Suite de notre entretien avec ce monstre de José Luis Chilavert, qui confesse une certaine admiration pour... Harald Schumacher et sa haine des « gauchos » d'Amérique du Sud. Et en profite pour critiquer la Fifa et Diego Maradona.

Avez-vous la sensation d’être un ambassadeur de votre pays ? On vous retrouve souvent dans des rubriques qui n’ont pas grand-chose à voir avec le football.J’ai conscience d’avoir une image forte au niveau mondial. Il y a peu, nous avons eu un changement de président. Tout le monde a commencé à dire qu’il y avait eu un coup d’État, notamment Cristina Kirchner, la présidente argentine, celle du Brésil, celui d’Uruguay, du Venezuela, d’Équateur… Moi ce que je constate, c’est que ce sont tous des pays socialistes. La démocratie n’existe pas en Argentine. Si vous dîtes du mal du gouvernement, il vous tombe dessus immédiatement… Pour moi, au Paraguay, il n’y a pas eu de coup d’État. L’ancien président nous a fait beaucoup de mal. Il a menti à l’Eglise, il a eu des enfants nés de relations extraconjugales, ce n’est pas un exemple. Ses collaborateurs ont escroqué le pays. Ce sont des socialistes qui ont bien profité du système capitaliste… On peut dire que je suis fasciste, mais je suis capitaliste et j’aime vivre bien. J’ai le droit d’utiliser comme bon me semble l’argent que j’ai gagné. Des observateurs européens sont venus pendant les derniers évènements. Et ils ont bien vu que le gouvernement de Federico Franco avait respecté la constitution. Chaque fois que les médias me demandent mon avis, j’utilise mon image pour défendre mon pays, souligner ses qualités.

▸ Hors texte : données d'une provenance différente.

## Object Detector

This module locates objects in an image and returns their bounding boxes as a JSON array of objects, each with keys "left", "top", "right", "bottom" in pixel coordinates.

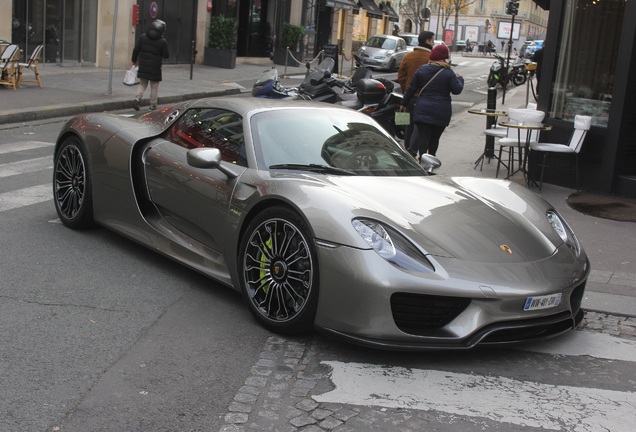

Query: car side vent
[{"left": 391, "top": 293, "right": 470, "bottom": 335}]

Parlons de votre passage à Strasbourg (2000-2002), quel souvenir en gardez-vous ?Ce que je peux vous dire, c’est que Patrick Proisy (président de Strasbourg de 1997 à 2003, Ndlr) est quelqu’un de malhonnête. Il me doit toujours de l’argent du contrat que nous avions signé. J’ai gagné mon procès face à lui. C’est un voyou. Une fois, il a déclaré dans la presse française que « Chilavert doit comprendre qu’il est en France et non pas dans une république bananière » . C’est de la discrimination. Je me sens fier de venir de la « république bananière » . Là-bas, mes parents m’ont appris qu’il ne faut pas voler. Il a fait une tonne de magouilles pour ne pas payer d’impôts. La justice française a démontré que je n’avais rien à voir là-dedans. Il disait que j’avais falsifié mon contrat. Comment aurais-je fait ? Je serais allé dans le bureau de IMG (Ndlr : société qui a racheté le RC Strasbourg en 1997) à Paris pour récupérer les documents et imiter sa signature ? C’est absurde. J’aimerais bien récupérer mon argent (Ndlr : il réclame huit millions d’euros).

« Teddy Bertin n’était qu’un joueur moyen »

Vous regrettez d’avoir signé au Racing ?Non, pas du tout, Strasbourg est une ville fantastique. J’aime son architecture médiévale. Il manquait juste Sissi et Napoléon et le tableau aurait été parfait… C’est un endroit merveilleux. J’adore la France. À Strasbourg, les gens m’invitaient chez eux à boire un café, et si j’ai bien compris, ce n’est pas quelque chose de si commun chez vous.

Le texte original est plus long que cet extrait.